Annalisa singles chronology
| "Beatrice" (2024) | "Maschio" (2025) | "Piazza San Marco" (2025) |

Music video
- "Maschio" on YouTube

= Maschio (song) =

2025 song by Annalisa

"Maschio" (Male) is a song co-written and recorded by Italian singer-songwriter Annalisa. It was released on 8 May 2025 through Warner Music Italy as the lead single from her ninth studio album, Ma io sono fuoco.

It was written by Annalisa with co-writing contribution by the singer's long time songwriting partners Davide Simonetta and Paolo Antonacci.
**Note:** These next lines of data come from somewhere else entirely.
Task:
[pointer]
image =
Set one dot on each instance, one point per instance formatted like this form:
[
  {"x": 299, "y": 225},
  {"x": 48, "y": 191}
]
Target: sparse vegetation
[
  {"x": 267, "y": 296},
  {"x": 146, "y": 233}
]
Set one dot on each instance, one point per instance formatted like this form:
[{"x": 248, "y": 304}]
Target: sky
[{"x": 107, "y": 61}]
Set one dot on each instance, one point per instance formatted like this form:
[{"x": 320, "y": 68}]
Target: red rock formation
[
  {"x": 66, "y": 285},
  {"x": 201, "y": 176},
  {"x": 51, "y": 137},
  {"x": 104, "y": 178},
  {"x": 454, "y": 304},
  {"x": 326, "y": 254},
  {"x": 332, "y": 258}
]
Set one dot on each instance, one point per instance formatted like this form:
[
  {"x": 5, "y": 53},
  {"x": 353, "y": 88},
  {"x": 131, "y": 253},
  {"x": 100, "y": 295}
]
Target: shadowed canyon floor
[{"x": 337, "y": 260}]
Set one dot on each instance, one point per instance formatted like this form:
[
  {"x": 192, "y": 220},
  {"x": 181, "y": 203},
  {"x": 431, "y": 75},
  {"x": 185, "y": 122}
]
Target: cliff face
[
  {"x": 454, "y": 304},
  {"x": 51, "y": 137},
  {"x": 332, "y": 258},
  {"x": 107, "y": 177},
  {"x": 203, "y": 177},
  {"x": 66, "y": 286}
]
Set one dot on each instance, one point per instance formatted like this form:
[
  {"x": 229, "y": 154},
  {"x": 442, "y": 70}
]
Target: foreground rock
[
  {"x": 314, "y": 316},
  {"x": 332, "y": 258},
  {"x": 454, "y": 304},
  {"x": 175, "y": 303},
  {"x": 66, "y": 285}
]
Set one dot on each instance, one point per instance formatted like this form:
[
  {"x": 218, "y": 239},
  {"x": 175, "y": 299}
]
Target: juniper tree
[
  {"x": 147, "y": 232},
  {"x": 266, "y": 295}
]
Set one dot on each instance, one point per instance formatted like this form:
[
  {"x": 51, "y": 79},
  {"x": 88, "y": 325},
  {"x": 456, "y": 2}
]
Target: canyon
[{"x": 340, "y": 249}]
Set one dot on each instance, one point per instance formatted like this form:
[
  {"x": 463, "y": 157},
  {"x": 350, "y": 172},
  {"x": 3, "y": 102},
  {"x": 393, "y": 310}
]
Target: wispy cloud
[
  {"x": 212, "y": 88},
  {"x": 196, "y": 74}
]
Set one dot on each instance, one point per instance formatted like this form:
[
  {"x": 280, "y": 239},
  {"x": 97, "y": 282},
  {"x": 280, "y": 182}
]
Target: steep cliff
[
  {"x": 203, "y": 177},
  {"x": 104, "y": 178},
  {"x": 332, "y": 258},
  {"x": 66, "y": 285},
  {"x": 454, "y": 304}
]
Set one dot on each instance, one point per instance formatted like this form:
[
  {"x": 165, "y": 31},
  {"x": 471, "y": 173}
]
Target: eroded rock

The song peaked at number 9 on the Italian singles chart.

== Music video ==
A music video to accompany the release of "Maschio", directed by Giulio Rosati, was released via YouTube on 9 May 2025.

==Charts==
===Weekly charts===

Weekly chart performance for "Maschio"
| Chart (2025) | Peak position |
|---|---|
| Italy (FIMI) | 9 |
| Italy Airplay (EarOne) | 1 |

===Year-end charts===

2025 year-end chart performance for "Maschio"
| Chart (2025) | Position |
|---|---|
| Italy (FIMI) | 46 |

== Certifications ==

Certifications for "Maschio"
| Region | Certification | Certified units/sales |
| Italy (FIMI) | Platinum | 200,000^{‡} |
^{‡} Sales+streaming figures based on certification alone.